Dec 98 Prog Challenge
Volume Number: 14
Issue Number: 12
Column Tag: Programmer's Challenge
Dec 98 Programmer's Challenge
by Bob Boonstra, Westford, MA
Word Neighbors
Several of you have written me to point out that the Challenges have been getting more
and more difficult over the years. Thinking back over the past few months, where we
have solved an orbital mechanics problem, programmed a winning Hearts solution, and
written an emulator for the first stored-program computer, I can see where this
might be true. This month the problem is easier. Your Challenge is to write a search
routine that will find a set of words that are near to one another in some target text.
You might imagine the solution being used as part of an internet search engine,
providing a capability more selective than looking for all of the target words being
present on a page, but less restrictive than requiring the target words to form a
phrase. The prototype for the code you should write is:
#if defined(__cplusplus)
pascal void Initialize(
char *text, /* NULL terminated text to be searched */
long distance, /* max distance between nearby words */
void *privateStorage, /* private storage for your use */
long storageBytes /* number of bytes in privateStorage */
);
pascal long FindNearby( /* return number of matches found */
char *words[], /* words to find in text */
long numWords, /* number of words */
Boolean caseSensitive, /* true if match is case sensitive */
Boolean preserveOrder, /* true if words must be found in order */
long matchPositions[], /* position in text of first word in match
*/
long maxMatches /* max number of matches to return */
);
#if defined(__cplusplus)
}
#endif
Your Initialize routine is called to give you an opportunity to preprocess the text to be
searched. The text consists of a sequence of words separated by delimiters. For the
purpose of this Challenge, a word is a sequence of alphanumeric characters separated
by one or more non-alphanumeric characters. The text may include ASCII characters
between 0x20 and 0x7E, inclusive, plus carriage returns (0x0D), linefeeds (0x0A),
and tabs (0x09). All non-alphanumeric characters are delimiters.

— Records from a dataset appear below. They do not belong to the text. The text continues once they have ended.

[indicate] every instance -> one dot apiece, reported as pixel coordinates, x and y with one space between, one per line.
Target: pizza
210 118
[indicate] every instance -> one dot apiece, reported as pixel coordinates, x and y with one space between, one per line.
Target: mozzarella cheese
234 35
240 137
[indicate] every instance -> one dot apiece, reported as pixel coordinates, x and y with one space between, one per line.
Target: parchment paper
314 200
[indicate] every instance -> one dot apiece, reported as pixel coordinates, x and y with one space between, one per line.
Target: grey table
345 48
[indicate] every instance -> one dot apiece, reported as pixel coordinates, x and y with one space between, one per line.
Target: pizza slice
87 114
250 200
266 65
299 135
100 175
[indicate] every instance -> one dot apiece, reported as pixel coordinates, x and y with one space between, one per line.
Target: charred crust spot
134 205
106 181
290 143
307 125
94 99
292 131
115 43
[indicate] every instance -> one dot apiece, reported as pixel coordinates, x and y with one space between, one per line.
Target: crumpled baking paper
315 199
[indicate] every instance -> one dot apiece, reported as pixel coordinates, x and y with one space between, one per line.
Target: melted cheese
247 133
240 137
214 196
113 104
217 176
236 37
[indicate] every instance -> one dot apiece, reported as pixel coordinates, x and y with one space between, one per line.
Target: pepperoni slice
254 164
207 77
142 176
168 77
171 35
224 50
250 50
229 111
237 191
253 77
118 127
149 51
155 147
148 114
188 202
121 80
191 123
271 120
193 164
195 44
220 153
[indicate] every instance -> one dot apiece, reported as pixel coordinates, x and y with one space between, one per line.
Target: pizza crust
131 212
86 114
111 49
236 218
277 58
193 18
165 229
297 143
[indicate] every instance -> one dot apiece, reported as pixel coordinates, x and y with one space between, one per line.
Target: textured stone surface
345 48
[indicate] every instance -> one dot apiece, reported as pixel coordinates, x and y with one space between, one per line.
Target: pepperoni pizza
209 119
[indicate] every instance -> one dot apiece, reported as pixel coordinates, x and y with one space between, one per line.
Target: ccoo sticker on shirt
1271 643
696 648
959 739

You are given the maximum distance to be allowed between adjacent search words. A
distance of 0 corresponds to adjacent words, a distance of 1 corresponds to search
words with one intervening word, etc. You are also given a privateStorage pointer to
storage available for your use, along with the size (storageBytes) of privateStorage in
bytes. There will be at least 16 bytes of storage for each unique (case-sensitive) word
in the text, plus 4 bytes for each word occurrence.

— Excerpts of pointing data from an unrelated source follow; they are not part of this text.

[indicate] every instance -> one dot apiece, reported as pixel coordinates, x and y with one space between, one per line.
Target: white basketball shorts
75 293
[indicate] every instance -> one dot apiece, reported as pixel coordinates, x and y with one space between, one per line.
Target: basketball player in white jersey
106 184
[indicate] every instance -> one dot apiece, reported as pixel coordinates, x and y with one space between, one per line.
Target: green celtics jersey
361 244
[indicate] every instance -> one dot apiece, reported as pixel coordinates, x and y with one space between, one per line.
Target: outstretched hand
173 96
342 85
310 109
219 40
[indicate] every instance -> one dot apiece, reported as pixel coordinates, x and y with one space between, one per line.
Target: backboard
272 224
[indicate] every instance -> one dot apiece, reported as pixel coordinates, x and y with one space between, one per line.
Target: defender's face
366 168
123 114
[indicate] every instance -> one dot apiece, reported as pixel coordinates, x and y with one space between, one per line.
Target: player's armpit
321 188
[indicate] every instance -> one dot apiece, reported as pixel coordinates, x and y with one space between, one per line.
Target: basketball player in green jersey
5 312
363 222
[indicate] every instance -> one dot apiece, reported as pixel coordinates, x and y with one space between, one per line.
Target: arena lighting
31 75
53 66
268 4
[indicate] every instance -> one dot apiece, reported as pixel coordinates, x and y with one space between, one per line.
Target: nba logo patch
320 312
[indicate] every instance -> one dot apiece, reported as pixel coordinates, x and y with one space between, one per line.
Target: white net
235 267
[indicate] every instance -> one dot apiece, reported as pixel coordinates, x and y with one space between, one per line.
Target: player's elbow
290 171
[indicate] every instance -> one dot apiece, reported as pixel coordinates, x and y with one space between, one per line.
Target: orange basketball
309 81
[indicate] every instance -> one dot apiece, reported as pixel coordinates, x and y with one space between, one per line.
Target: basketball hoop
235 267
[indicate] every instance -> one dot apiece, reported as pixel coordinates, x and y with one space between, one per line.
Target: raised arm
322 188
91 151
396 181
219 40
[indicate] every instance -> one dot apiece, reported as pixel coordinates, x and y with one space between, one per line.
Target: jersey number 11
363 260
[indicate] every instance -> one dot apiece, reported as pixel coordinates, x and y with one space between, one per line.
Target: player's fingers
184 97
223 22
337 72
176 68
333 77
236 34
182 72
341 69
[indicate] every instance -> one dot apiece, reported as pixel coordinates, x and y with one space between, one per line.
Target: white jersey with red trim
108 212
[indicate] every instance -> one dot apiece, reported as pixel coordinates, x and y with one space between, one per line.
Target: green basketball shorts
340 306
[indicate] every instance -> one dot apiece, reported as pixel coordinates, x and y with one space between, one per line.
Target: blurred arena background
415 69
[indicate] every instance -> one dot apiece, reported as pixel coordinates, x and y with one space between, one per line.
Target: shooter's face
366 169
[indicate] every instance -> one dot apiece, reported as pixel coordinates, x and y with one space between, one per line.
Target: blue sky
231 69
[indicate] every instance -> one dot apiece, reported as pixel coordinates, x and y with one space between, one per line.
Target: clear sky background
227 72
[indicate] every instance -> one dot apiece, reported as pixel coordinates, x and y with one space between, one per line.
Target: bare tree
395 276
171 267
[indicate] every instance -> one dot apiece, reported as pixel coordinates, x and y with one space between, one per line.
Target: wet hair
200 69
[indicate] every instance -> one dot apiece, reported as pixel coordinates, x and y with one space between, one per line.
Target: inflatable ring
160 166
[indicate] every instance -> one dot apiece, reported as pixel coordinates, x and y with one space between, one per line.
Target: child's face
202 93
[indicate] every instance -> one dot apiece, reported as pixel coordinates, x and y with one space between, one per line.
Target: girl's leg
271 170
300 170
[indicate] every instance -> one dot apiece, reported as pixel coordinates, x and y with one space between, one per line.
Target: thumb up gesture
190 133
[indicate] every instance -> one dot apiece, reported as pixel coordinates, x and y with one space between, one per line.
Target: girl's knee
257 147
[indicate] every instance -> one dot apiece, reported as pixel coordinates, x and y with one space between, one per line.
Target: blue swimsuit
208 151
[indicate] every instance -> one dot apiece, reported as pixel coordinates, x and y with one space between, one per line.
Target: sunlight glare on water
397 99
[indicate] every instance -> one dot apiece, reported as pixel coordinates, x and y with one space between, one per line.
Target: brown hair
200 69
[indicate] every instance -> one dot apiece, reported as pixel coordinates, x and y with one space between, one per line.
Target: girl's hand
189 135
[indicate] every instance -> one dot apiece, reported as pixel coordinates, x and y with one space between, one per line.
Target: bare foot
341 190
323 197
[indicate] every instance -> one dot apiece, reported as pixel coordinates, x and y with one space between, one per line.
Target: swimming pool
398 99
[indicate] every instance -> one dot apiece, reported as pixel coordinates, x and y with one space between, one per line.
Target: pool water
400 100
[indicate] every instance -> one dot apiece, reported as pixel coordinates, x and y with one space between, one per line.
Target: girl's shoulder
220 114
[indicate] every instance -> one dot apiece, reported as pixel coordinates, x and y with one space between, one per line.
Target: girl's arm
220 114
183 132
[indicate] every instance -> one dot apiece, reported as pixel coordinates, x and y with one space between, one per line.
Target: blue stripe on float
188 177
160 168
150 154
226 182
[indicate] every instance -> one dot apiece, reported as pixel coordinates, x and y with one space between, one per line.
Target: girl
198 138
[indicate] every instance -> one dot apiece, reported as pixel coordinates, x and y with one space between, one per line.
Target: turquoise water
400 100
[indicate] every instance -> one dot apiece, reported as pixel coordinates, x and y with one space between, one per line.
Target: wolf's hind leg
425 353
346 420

For each time that Initialize is called with new text to be searched, your FindNearby
routine will be called an average of 10 to 50 times with a set of numWords words to
find. You will be told whether the search is to be caseSensitive or not, and whether the
words must be found in order (preserveOrder==TRUE) in the text. You must find the
first maxMatches occurrences of the words in the text, where a match occurs when
each of the words is separated by no more than a maximum number (distance) of
intervening words from another of the search words. For each match, you should
return in matchPositions the offset in text of the first of the search words found in
text. For example, if distance==2 and the text is "The quick brown fox jumps over the
lazy dog.", you would return 4 if the words were "brown", "quick", and "jumps",
provided preserveOrder is FALSE. No word in the text may be part of more than one
match.
The winner will be the solution that correctly finds the word matchPositions in the
minimum execution time, including the time taken by the Initialize routine..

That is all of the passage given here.